Ji’alah itu adalah komitmen orang yang cakap hukum untuk memberikan imbalan tertentu atas pekerjaan tertentu atau tidak tertentu kepada orang tertentu atau tidak tentu.

Syarat Rukun Akad Ji’alah

Adapun Rukun ji’alah antara lain adalah: ja’il adalah pihak yang berjanji akan memberikan imbalan tertentu atas pencapaian hasil pekerjaan (natijah) yang ditentukan. Maj’ul lah adalah pihak yang melaksanakan ji’alah. Sighat (ijab gabul) objek. Mekanisme akad ji’alah ini dapat dibuatkan bagan sebagai berikut.

Keterangan

الجعل pekerjaan
الجاعل pekerja
المجعول له pemberi kerja
المجعل به upah
اليجاب sighat ijab kabul

Syarat-syarat Ju’alah

a.

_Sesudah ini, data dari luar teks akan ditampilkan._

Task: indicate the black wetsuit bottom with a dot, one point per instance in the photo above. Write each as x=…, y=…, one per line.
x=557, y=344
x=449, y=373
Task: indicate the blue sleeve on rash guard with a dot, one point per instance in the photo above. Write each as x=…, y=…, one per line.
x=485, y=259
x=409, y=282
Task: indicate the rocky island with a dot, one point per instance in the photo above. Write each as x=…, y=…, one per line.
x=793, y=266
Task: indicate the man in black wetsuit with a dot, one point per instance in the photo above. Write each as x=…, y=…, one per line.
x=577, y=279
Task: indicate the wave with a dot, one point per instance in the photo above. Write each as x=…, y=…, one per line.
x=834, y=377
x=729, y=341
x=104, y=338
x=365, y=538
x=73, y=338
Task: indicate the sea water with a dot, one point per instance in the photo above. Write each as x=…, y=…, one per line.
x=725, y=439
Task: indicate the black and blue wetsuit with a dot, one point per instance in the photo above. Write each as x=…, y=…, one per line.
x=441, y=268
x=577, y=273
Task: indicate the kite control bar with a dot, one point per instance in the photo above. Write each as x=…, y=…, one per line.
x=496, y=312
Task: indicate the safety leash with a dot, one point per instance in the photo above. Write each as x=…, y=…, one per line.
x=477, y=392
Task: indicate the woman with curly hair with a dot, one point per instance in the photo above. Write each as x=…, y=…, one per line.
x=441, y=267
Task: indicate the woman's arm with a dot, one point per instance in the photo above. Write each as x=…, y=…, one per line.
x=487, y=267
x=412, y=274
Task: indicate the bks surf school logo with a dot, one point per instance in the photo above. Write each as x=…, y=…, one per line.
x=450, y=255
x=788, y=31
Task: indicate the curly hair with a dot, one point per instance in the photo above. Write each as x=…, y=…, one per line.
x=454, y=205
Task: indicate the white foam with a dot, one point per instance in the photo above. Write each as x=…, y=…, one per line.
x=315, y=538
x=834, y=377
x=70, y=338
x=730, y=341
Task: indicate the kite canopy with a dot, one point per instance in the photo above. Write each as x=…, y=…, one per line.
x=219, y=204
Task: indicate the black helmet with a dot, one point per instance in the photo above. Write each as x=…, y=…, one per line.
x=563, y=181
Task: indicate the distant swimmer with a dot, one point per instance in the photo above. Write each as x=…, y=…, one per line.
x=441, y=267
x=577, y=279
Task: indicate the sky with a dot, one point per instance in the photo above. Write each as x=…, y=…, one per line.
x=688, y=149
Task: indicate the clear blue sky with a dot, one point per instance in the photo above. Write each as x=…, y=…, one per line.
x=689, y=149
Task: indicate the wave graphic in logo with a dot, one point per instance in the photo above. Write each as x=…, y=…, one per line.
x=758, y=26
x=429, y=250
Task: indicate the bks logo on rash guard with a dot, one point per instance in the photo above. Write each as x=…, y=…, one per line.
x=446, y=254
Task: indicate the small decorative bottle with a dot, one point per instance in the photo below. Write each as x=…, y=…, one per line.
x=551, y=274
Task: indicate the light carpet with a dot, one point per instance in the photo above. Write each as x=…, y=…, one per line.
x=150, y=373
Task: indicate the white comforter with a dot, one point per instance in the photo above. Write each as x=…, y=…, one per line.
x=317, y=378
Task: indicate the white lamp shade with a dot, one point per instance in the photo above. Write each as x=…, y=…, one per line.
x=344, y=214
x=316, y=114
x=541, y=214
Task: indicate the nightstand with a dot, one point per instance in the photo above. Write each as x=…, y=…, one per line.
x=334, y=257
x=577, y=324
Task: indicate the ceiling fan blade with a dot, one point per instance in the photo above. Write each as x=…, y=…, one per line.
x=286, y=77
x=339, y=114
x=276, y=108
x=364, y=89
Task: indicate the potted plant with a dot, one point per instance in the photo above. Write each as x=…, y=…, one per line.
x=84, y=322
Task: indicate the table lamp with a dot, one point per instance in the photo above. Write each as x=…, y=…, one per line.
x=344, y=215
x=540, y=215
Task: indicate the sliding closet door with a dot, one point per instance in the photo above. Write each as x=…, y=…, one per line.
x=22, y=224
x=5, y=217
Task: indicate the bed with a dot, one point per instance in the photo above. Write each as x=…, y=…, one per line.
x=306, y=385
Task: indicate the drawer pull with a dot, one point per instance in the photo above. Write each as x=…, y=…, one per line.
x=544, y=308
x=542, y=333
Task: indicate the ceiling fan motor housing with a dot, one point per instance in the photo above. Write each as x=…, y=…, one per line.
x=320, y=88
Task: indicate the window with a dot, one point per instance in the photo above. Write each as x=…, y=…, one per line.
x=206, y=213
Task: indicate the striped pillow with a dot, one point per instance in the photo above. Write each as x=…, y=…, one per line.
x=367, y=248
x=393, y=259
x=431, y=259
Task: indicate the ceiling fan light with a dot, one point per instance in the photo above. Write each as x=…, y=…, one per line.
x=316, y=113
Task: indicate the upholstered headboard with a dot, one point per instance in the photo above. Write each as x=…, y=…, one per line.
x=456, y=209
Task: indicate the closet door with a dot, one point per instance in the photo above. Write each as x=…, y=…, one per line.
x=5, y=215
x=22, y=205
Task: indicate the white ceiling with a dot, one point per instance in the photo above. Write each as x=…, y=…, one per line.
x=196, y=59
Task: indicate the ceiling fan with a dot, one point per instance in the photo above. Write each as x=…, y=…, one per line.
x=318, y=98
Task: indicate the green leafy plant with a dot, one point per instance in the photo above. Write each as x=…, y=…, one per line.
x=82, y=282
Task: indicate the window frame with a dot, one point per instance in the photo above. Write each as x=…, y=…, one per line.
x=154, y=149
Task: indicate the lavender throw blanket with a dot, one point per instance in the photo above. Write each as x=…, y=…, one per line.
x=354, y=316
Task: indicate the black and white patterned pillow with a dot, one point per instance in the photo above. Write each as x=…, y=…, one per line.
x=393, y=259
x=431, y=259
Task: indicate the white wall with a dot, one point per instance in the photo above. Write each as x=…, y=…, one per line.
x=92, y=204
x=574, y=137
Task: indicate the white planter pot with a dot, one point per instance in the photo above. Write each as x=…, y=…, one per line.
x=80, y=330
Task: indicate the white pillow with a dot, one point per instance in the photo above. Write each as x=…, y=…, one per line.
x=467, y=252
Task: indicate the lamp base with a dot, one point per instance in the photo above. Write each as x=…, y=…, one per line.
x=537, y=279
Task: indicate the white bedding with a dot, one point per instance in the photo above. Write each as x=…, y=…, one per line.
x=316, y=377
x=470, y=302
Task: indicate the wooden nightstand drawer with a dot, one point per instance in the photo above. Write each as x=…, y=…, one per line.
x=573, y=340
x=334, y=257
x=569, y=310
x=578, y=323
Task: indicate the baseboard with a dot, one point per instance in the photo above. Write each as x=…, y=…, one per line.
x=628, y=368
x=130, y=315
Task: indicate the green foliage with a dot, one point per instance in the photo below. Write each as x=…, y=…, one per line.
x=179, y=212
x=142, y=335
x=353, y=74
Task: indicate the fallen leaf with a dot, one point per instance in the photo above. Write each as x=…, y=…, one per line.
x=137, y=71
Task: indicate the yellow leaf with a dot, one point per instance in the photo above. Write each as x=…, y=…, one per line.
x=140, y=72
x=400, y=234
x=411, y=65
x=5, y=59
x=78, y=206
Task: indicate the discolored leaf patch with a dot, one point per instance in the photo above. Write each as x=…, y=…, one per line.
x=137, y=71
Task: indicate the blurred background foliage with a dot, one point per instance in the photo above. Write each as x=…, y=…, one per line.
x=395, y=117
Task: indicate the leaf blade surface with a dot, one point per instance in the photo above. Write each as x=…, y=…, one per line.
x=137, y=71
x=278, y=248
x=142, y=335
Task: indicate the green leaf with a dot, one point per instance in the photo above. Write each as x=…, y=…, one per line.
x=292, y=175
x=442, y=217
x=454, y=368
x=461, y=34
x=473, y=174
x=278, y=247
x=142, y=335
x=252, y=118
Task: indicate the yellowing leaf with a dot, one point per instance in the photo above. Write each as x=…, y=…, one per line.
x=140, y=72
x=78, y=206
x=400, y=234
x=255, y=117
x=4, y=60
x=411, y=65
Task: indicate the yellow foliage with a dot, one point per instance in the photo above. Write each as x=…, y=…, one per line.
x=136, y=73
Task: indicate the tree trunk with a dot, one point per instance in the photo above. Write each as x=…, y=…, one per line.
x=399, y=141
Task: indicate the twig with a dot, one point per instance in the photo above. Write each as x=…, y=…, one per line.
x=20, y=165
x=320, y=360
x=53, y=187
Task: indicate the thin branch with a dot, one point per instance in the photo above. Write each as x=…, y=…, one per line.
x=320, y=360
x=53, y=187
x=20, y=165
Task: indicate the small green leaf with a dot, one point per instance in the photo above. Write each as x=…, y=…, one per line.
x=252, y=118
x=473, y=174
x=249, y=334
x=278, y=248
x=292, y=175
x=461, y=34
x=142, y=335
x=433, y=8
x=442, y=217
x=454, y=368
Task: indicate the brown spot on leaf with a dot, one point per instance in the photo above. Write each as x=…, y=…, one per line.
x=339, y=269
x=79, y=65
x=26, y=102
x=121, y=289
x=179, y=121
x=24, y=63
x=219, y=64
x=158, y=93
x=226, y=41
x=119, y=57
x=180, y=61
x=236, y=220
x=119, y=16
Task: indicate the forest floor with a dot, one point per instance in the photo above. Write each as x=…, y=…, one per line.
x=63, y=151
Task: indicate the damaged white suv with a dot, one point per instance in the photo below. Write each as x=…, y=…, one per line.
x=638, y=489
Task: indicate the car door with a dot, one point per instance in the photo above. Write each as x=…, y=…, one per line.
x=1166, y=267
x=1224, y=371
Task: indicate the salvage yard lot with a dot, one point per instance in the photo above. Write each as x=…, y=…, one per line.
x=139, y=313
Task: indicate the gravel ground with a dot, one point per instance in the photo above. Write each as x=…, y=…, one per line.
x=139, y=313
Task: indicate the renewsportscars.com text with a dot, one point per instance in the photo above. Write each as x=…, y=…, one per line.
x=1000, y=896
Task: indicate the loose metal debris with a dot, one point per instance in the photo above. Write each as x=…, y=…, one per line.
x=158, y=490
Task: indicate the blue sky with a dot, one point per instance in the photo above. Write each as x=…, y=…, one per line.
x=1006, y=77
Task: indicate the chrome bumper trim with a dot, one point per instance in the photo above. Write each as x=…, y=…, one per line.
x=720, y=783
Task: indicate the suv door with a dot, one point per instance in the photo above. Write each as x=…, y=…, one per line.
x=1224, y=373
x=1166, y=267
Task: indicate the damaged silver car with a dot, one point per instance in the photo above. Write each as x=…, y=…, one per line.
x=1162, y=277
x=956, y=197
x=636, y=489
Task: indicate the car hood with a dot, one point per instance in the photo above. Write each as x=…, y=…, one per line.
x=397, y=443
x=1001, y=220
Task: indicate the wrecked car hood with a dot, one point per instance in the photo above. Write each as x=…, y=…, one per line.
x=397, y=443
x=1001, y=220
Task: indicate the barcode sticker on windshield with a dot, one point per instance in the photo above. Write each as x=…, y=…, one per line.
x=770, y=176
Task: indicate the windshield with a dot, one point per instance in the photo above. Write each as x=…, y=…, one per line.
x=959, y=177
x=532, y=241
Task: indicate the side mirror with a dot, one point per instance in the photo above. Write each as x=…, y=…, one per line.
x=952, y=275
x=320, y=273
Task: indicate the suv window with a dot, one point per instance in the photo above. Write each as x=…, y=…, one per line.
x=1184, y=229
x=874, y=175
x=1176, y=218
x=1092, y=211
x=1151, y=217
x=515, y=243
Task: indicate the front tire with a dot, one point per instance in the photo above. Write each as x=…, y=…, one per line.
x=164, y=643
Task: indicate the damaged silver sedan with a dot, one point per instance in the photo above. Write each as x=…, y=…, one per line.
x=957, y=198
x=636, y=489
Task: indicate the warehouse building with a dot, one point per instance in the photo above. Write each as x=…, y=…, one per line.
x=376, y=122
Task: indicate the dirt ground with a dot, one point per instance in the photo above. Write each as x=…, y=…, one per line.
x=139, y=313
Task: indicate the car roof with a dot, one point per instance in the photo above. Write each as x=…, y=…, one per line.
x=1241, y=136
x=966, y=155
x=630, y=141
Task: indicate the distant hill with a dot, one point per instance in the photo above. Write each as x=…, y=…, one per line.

Pekerjaan yang diminta dikerjakan adalah mubah. Tidak sah transaksi ju’alah pada sesuatu yang tidak mubah, seperti khamar.
b. Upah dalam ju’alah berupa harta yang diketahui jenis dan ukurannya karena upah yang tidak diketahui tidak sesuai dengan tujuan transaksi jualah.
c. Upah dalam ju’alah harus suci, dapat diserahkan, dan dimiliki oleh peminta jualah.
d. Pekerja menyelesaikan pekerjaan yang diminta dalam ju’alah dan menyerahkannya kepada yang menyuruhnya.

Aplikasi Akad Ji’alah/Ujr pada Perbankan Syariah

Berikut ini transaksi di perbankan syariah yang menggunakan akad ji’alah :

Produk/Jasa Akad
Kartu ATM Ujr/ju’alah
SMS Banking Ujr/ju’alah
Pembayaran Tagihan Ujr/ju’alah
Pembayaran Gaji Elektronik Ujr/ju’alah

Demikian pembahasan mengenai akad ji’alah beserta ketentuannya. Semoga bermanfaat.